U.S. District Judge John Tunheim ultimately opted for a delay.
“The Court makes this decision in the interests of judicial economy and in light of the purpose of MDLs — ‘coordinated or consolidated pretrial proceedings’ for cases ‘involving one or more common questions of fact’ in order to ‘promote the just and efficient conduct of such actions,’” he wrote.
The August 5th decision notes that the defendants should have submitted enough information at this point to determine whether McKesson is a proper defendant or not. As such, Judge Tunheim has directed the parties to file briefs addressing, among other things, how that information would affect the motion for remand. He further stipulated that the briefs be submitted to the Court within seven days of the date of the Order.

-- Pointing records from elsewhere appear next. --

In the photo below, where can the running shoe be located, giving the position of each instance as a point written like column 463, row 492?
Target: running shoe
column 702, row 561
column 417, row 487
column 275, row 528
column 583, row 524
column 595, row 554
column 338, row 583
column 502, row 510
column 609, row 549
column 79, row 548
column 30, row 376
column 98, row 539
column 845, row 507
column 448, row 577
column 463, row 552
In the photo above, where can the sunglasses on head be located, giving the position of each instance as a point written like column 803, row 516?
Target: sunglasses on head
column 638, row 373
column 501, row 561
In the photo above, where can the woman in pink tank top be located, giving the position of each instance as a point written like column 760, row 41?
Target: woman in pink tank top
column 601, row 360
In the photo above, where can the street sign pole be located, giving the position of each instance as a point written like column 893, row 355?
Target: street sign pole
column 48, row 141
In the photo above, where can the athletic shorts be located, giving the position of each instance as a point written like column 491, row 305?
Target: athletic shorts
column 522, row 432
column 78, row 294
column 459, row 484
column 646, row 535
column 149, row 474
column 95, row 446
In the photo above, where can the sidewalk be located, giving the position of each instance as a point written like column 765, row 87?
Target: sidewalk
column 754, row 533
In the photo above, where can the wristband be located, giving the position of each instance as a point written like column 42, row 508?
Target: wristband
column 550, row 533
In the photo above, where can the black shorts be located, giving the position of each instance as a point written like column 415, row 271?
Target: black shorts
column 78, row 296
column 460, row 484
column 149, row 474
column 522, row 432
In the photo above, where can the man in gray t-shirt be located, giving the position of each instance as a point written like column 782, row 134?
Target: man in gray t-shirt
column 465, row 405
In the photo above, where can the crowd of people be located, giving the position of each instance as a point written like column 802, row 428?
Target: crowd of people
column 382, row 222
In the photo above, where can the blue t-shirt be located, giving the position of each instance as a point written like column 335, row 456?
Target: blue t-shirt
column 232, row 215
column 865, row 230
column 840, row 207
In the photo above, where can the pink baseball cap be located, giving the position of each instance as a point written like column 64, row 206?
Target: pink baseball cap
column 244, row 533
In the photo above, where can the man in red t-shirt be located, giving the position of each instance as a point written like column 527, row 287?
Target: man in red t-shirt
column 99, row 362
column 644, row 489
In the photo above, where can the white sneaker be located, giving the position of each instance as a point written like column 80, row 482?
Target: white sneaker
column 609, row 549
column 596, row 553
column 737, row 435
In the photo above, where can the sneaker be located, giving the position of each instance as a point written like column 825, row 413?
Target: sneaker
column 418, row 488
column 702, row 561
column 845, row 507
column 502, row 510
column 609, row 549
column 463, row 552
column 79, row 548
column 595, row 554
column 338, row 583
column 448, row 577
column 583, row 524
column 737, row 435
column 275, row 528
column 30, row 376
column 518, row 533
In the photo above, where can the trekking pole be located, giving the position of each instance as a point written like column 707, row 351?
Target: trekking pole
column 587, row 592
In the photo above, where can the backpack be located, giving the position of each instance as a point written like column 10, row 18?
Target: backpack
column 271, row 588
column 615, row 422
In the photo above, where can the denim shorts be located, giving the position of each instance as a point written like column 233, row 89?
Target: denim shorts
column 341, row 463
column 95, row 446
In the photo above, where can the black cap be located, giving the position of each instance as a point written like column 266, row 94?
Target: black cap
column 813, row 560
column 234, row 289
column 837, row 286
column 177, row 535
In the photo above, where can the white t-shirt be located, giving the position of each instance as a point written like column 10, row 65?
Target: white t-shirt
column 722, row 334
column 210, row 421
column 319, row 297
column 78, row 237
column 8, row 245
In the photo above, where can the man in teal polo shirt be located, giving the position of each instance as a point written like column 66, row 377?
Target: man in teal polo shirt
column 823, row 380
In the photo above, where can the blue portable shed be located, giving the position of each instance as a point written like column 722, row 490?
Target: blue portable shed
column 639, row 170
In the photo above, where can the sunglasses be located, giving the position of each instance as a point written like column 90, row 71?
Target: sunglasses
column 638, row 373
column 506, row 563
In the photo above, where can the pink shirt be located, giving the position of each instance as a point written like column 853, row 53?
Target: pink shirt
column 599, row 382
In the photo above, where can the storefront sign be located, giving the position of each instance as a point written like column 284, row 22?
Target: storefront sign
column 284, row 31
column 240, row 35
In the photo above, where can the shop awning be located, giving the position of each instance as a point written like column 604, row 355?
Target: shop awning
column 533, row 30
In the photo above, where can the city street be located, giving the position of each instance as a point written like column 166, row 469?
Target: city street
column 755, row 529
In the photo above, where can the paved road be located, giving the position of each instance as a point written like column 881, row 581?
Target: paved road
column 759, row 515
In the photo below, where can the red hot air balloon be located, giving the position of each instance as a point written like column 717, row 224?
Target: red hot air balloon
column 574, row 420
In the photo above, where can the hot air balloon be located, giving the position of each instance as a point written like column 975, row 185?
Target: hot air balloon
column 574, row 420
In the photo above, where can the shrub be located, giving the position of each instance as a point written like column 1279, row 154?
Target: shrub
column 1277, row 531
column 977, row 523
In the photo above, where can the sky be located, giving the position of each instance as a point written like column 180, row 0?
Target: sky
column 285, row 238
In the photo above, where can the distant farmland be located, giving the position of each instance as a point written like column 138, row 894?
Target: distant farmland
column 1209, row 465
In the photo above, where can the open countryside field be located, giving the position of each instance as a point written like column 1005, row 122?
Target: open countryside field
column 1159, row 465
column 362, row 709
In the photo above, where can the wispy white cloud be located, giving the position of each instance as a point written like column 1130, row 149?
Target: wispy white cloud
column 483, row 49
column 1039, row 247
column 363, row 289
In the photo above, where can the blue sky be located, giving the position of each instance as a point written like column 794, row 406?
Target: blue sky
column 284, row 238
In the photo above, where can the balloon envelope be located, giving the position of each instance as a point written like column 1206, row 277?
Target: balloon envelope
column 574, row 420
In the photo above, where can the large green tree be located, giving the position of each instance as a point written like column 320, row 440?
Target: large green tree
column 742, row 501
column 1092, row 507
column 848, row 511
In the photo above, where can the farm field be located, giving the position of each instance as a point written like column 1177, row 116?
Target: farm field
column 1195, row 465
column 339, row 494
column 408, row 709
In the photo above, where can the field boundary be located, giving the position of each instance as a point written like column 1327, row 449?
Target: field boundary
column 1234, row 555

Court documents indicate that more than 380 product liability claims have been filed in the District of Minnesota against the manufacturers of fluoroquinolone antibiotics, including Levaquin, Cipro and Avelox. All of the lawsuits claim that the drugs’ makers concealed the true nature of the nerve damage risk associated with the use of fluoroquinolones, and failed to provide doctors and patients with adequate warnings regarding this potentially debilitating side effect.
Mention of peripheral neuropathy was added to the labels for fluoroquinolone antibiotics in 2004. But in 2013, the U.S. Food & Drug Administration (FDA) ordered the drugs’ manufacturers to strengthen the labels in order to better reflect the rapid onset of symptoms, as well as the potential for permanent nerve damage.
In May of this year, the FDA ordered additional label modifications – including an updated boxed warning – after a review confirmed that Levaquin and other fluoroquinolones were associated a number of serious side effects, including those involving the tendons, muscles, joints, nerves and central nervous system. These complications are potentially permanent and can occur together, the agency said.
Shortly after the FDA announced the most recent labeling changes, Judge Tunheim granted federal fluoroquinolone plaintiffs leave to amend their complaints to reflect this information.